Blow at her face each time she attempts to bite your nose.
Blowing at their face is an aggressive act for cats as they tend to associate it when an opponent cat growls or hisses at them, releasing puffs of air. But some cat experts attest that blowing a harmless puff of air on your pet cat’s face each time she attempts to bite your nose really works. This signifies that you’re blowing off the air for her to keep her distance from you. A cat’s normal reaction would be that she’ll get startled and become confused but she will eventually form the association and will stop attempting to bite you.
What to do if your cat bites your nose
Getting bitten or nipped at the nose is unpleasant and harmful, even if it may seem like a form of affection from your frisky cat. Here’s what you can do to discourage your cat from biting your nose.
- Reprimand your pet cat by verbally saying No and then walking away from her.
- Be sensitive and observant of your cat’s actions and behavior. You’ll get a lot of cues just by looking at her nuances.
- You should be aware of your cat’s moods and know that like other pets they also want some time off from human interaction and playtime.
- Should you notice that your cat is becoming aggressive and attempting to bite your nose or hands then distract her at once with a cat toy ball or even a scratching mat.
- If she stops biting your nose or hands give her cat treats to reward her good behavior and most likely she will associate getting treats by abstaining from biting you so she will ultimately forget about her nose biting habit.

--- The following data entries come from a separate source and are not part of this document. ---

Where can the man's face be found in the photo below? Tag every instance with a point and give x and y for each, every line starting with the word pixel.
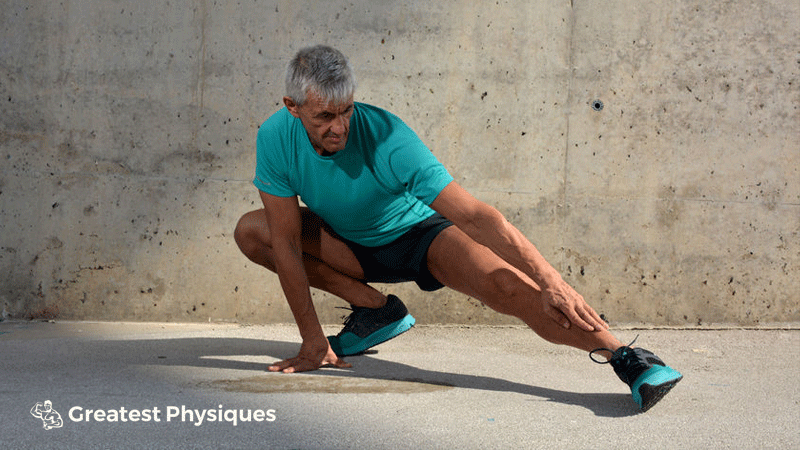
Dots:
pixel 327 124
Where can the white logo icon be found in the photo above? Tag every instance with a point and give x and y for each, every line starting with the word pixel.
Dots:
pixel 50 417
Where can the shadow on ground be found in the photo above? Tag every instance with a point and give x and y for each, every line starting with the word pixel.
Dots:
pixel 368 375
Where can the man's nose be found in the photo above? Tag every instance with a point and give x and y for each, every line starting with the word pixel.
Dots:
pixel 339 125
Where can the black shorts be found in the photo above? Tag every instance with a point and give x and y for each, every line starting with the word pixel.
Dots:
pixel 404 259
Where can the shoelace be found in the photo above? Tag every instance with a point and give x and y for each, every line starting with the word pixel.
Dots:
pixel 618 352
pixel 349 320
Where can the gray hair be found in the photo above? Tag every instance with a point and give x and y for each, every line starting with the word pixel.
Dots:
pixel 322 70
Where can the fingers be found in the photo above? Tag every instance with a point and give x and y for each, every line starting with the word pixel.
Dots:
pixel 581 314
pixel 302 364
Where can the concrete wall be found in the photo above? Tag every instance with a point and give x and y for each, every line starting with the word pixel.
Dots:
pixel 127 145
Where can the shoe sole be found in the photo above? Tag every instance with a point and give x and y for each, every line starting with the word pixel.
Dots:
pixel 380 336
pixel 655 386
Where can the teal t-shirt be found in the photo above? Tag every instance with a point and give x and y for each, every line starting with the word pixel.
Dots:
pixel 371 192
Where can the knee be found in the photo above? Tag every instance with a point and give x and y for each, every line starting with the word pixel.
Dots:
pixel 250 232
pixel 510 293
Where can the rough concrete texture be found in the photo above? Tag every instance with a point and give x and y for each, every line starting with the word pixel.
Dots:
pixel 432 388
pixel 127 138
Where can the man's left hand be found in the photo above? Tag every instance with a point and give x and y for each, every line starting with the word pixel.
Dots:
pixel 565 306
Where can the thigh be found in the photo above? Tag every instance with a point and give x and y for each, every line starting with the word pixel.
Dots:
pixel 321 242
pixel 460 263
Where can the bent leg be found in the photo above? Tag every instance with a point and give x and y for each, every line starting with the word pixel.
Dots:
pixel 330 264
pixel 462 264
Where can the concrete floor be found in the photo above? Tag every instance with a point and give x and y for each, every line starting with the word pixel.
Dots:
pixel 434 387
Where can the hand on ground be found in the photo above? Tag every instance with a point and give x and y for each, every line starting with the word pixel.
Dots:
pixel 311 357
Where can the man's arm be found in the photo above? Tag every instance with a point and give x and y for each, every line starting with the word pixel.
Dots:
pixel 487 226
pixel 285 227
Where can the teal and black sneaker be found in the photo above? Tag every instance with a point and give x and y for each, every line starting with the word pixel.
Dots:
pixel 648 377
pixel 366 327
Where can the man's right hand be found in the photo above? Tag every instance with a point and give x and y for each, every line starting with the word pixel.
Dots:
pixel 312 356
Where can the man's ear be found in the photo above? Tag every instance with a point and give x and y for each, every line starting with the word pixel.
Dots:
pixel 291 106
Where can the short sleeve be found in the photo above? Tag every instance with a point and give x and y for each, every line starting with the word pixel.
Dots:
pixel 272 157
pixel 417 168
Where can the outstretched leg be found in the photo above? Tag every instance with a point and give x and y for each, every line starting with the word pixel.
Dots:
pixel 330 264
pixel 470 268
pixel 461 263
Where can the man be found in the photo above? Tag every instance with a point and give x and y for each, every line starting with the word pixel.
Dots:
pixel 381 208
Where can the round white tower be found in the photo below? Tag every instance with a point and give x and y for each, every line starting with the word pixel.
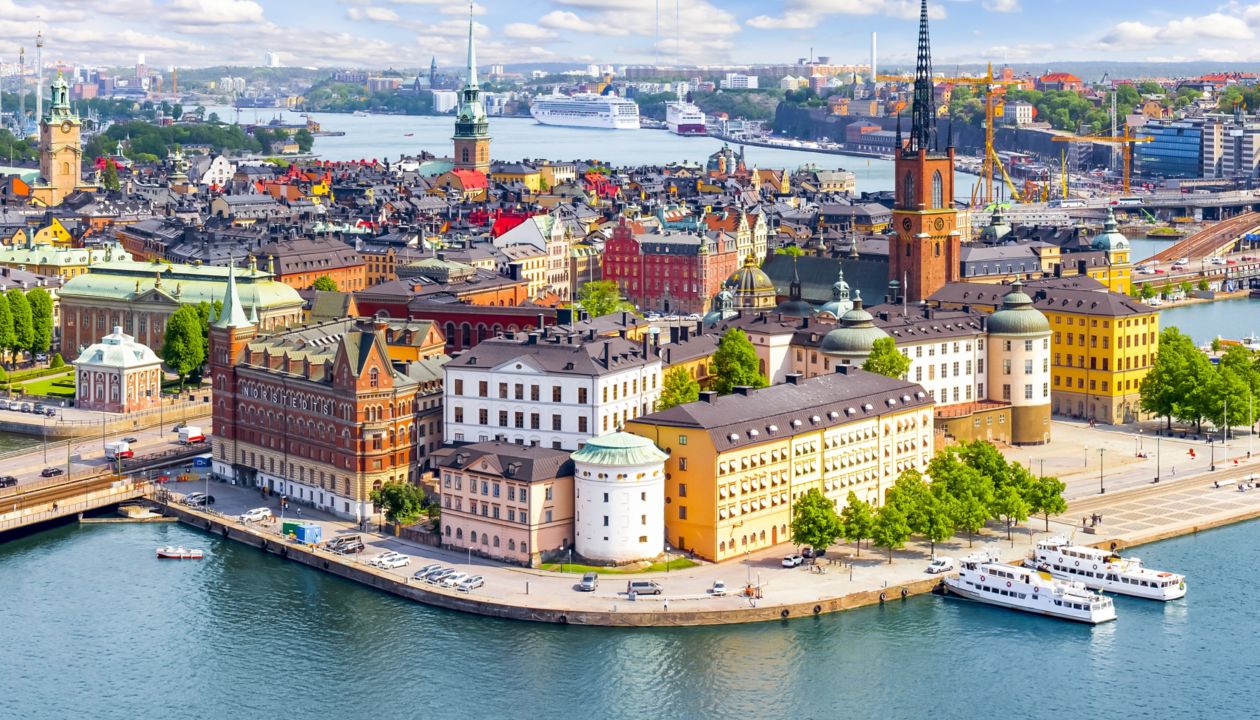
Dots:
pixel 619 487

- If your pet cat’s urge to play which oftentimes include biting and nipping becomes too much for you then consider getting another cat so she can have someone to play with.
There are various reasons why your pet cat may be biting your nose. She may be doing it because she was separated from her mother at a very early age, to mark you as part of her territory, or to simply catch your attention and show affection. Whatever the reason may be, this type of behavior shouldn’t be encouraged as it could pose a risk of injury on your part. You must reprimand your cat and train her even while she’s still young on the proper way of playing and to provide her with lots of mental and physical stimulation to keep her active and release pent-up energy. Most importantly, you should practice positive reinforcement if your pet cat practices good behavior.